On Fri, Aug 01, 2014 at 10:16:08AM -0400, Austin S Hemmelgarn wrote:
> On 2014-08-01 09:23, David Sterba wrote:
> > On Fri, Aug 01, 2014 at 06:17:44AM -0400, Austin S Hemmelgarn wrote:
> >> I do think however that having the option of a background thread doing
> >> deduplication asynchronously is a good idea, but then you would have to
> >> have some way to trigger it on individual files/trees, and triggering on
> >> writes like the autodefrag thread does doesn't make much sense. Having
> >> some userspace program to tell it to run on a given set of files would
> >> probably be the best approach for a trigger.

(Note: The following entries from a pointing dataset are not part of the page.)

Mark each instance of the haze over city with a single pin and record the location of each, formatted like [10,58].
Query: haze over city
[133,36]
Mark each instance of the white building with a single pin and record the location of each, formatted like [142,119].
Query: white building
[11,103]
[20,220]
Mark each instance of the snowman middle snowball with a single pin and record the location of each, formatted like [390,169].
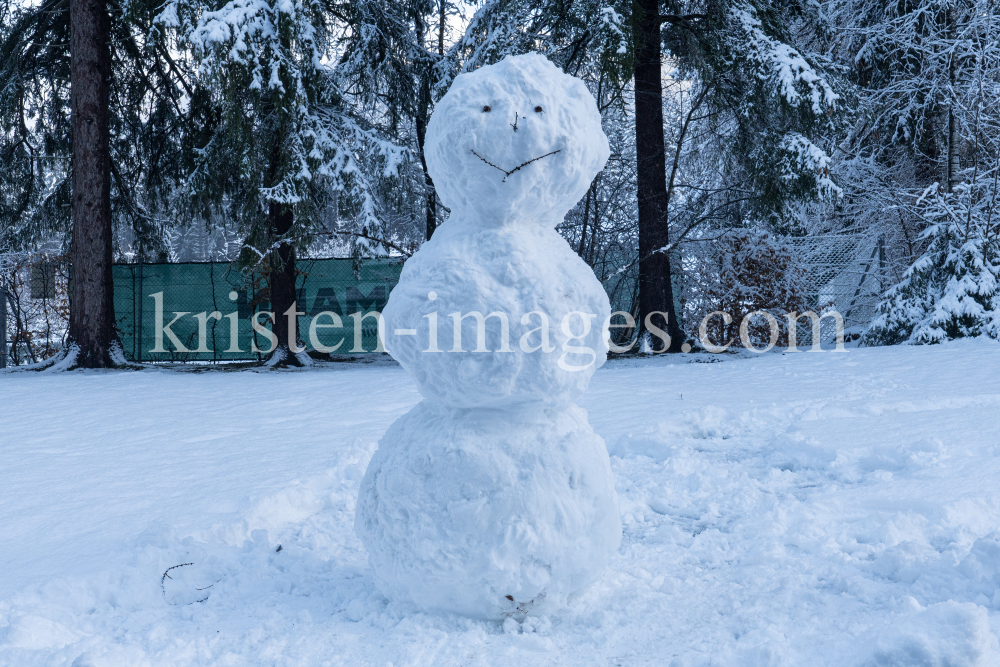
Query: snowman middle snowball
[494,496]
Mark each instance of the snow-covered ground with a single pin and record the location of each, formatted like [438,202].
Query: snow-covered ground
[800,509]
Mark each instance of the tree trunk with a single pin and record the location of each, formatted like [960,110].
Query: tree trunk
[282,281]
[655,291]
[423,106]
[91,320]
[951,169]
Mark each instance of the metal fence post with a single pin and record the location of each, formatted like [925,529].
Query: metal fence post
[3,328]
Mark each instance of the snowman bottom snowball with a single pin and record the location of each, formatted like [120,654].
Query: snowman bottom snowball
[488,513]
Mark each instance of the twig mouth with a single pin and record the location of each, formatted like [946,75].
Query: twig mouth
[508,173]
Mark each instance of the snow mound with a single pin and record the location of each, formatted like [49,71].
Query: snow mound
[488,513]
[948,633]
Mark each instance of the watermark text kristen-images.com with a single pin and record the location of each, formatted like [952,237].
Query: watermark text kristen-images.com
[576,326]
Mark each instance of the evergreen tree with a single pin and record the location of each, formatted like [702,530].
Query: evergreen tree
[280,135]
[765,98]
[952,290]
[88,111]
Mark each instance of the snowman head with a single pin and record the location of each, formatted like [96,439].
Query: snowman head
[518,140]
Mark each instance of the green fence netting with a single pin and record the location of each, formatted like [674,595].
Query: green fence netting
[206,311]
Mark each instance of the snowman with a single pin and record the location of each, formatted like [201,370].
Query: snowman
[494,497]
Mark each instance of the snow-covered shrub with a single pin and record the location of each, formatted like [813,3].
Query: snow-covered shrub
[37,289]
[949,292]
[739,274]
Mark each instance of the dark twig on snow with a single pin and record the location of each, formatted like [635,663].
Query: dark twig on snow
[508,173]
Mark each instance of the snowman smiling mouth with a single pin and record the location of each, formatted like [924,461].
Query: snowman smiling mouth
[508,173]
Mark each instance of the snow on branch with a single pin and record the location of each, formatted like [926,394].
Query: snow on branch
[781,64]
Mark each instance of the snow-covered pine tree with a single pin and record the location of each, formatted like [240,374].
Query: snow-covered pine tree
[953,289]
[280,131]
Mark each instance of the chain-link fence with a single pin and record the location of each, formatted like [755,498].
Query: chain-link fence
[211,311]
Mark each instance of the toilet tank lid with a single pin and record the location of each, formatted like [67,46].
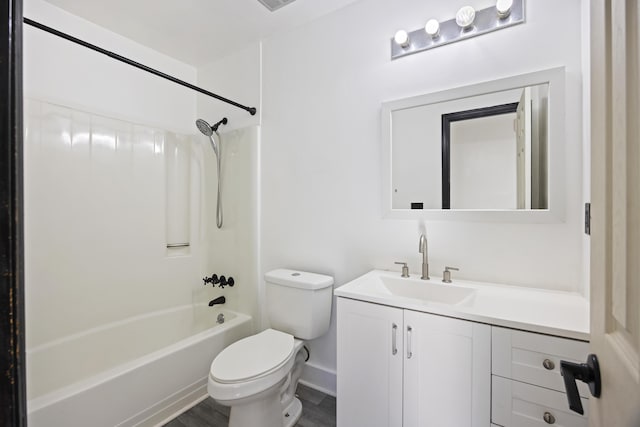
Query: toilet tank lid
[298,279]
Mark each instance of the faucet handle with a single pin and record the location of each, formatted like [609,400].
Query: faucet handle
[405,268]
[446,274]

I don't remember if this
> >> kind of thing was also included in the online deduplication patches that
> >> got posted a while back or not.
> >
> > IIRC the proposed implementation only merged new writes with existing
> > data.
> >
> > For the out-of-band ("off-line") dedup there's bedup
> > (https://github.com/g2p/bedup) or Mark's duperemove tool
> > (https://github.com/markfasheh/duperemove) that work on a set of files.
> >
> Something kernel-side to do the work asynchronously would be nice,
> especially if it could leverage the check-sums that BTRFS already stores
> for the blocks. Having a userspace interface for offline deduplication
> similar to that for scrub operations would even better.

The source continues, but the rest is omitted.